04/08/2018 12:32 GMT+7 Email Print Like 0

Workers’ right must be ensured amid CPTPP implementation: unions

Trade unions should work to ensure workers’ rights and interests amid challenges arising from the implementation of the Comprehensive and Progressive Agreement for Trans-Pacific Partnership (CPTPP), a trade union official stated on August 3.

Vice President of the Vietnam General Confederation of Labour (VGCL) Tran Thanh Hai made his statement at a seminar on CPTPP opportunities and challenges facing workers’ jobs and rights, held by the Thua Thien – Hue Labour Confederation in the central province.

The seminar received 26 papers by experts, lecturers, and trade union officials. Their contents revolved around a number of issues, including advantages – disadvantages in ensuring workers’ rights when the CPTPP takes effect, as well as suggestions to the revision of the 2012 Labour Code and the Law on Trade Union in order to facilitate and promote the role of trade unions.

Le Dinh Quang, deputy head of the VGCL’s Labour Relations Department, said when the deal comes into effect, it will be more likely for workers to lose their jobs, as companies with weak performance will face high risks of bankruptcy.

Labour relations will also become more complicated due to the formation of more organisations following different purposes, Quang noted.

Speaking from the current operation of the Thua Thien – Hue Labour Confederation, Nguyen Quoc Dat, member of the confederation’s standing board, said for membership development, trade unions should overhaul their establishment method, particularly the election process.

The scope of their eligibilities for membership should also be expanded to cover part-time workers, domestic workers, and foreign workers in Vietnam, he added.

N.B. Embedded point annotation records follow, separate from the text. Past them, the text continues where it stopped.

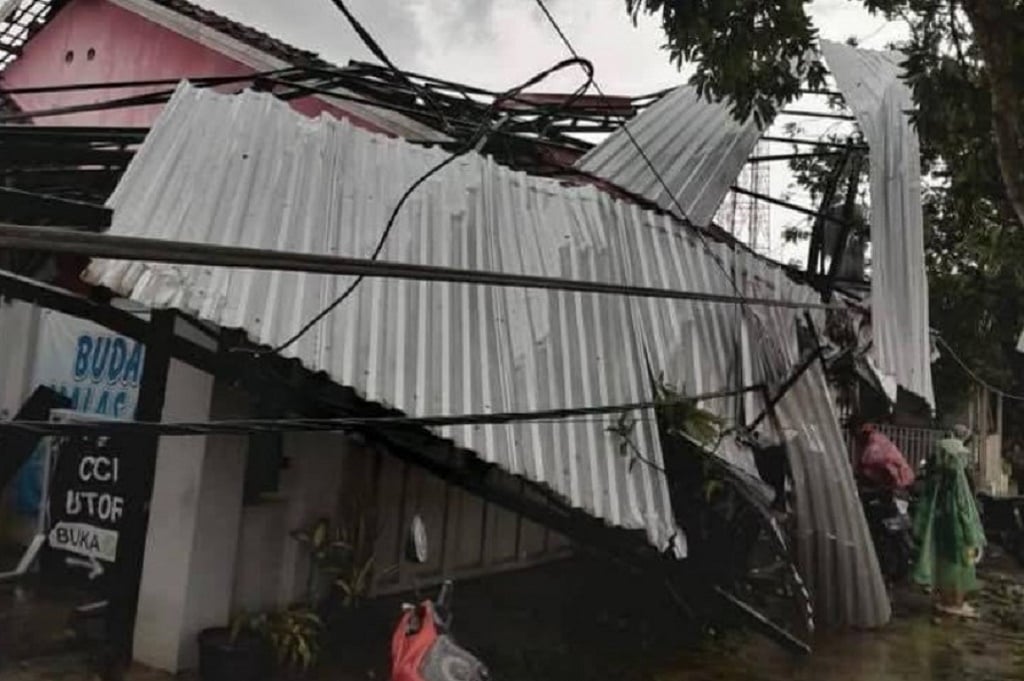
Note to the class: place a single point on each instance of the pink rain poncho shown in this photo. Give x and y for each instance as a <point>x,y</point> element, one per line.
<point>881,462</point>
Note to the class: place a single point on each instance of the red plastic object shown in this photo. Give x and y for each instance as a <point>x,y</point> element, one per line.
<point>413,638</point>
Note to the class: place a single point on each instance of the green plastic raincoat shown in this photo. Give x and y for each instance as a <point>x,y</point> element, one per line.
<point>946,523</point>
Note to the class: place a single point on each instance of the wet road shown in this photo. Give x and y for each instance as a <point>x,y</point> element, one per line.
<point>913,646</point>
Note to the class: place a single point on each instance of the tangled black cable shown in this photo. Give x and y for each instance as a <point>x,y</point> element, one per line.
<point>481,131</point>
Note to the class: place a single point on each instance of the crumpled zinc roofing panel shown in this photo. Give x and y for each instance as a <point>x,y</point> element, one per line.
<point>246,170</point>
<point>696,145</point>
<point>871,86</point>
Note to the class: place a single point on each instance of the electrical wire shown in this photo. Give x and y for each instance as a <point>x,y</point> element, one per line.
<point>643,155</point>
<point>247,426</point>
<point>470,145</point>
<point>660,179</point>
<point>977,379</point>
<point>379,52</point>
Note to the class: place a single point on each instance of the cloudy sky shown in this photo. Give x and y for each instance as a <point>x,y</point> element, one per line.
<point>499,43</point>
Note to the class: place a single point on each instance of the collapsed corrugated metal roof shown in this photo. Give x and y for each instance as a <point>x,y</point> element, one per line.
<point>246,170</point>
<point>696,145</point>
<point>871,86</point>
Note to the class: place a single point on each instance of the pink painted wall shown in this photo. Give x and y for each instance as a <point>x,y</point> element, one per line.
<point>93,41</point>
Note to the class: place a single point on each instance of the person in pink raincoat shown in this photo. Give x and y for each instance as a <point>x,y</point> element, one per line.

The original Trans-Pacific Partnership (TPP) was signed by 12 countries in February 2016, but US President Donald Trump pulled his country from the deal upon his inauguration in January 2017.

The remaining 11 countries – namely Australia, Brunei, Canada, Chile, Japan, Malaysia, Mexico, New Zealand, Peru, Singapore, and Vietnam – signed the pact and renamed it the CPTPP during their meet-up in March 2018 in Chile.

The CPTPP will create one of the world’s largest free trade blocs with a combined market of 499 million people and GDP of around 10.1 trillion USD, accounting for 13.5 percent of the global GDP.

Mexico, Japan and Singapore have ratified the pact.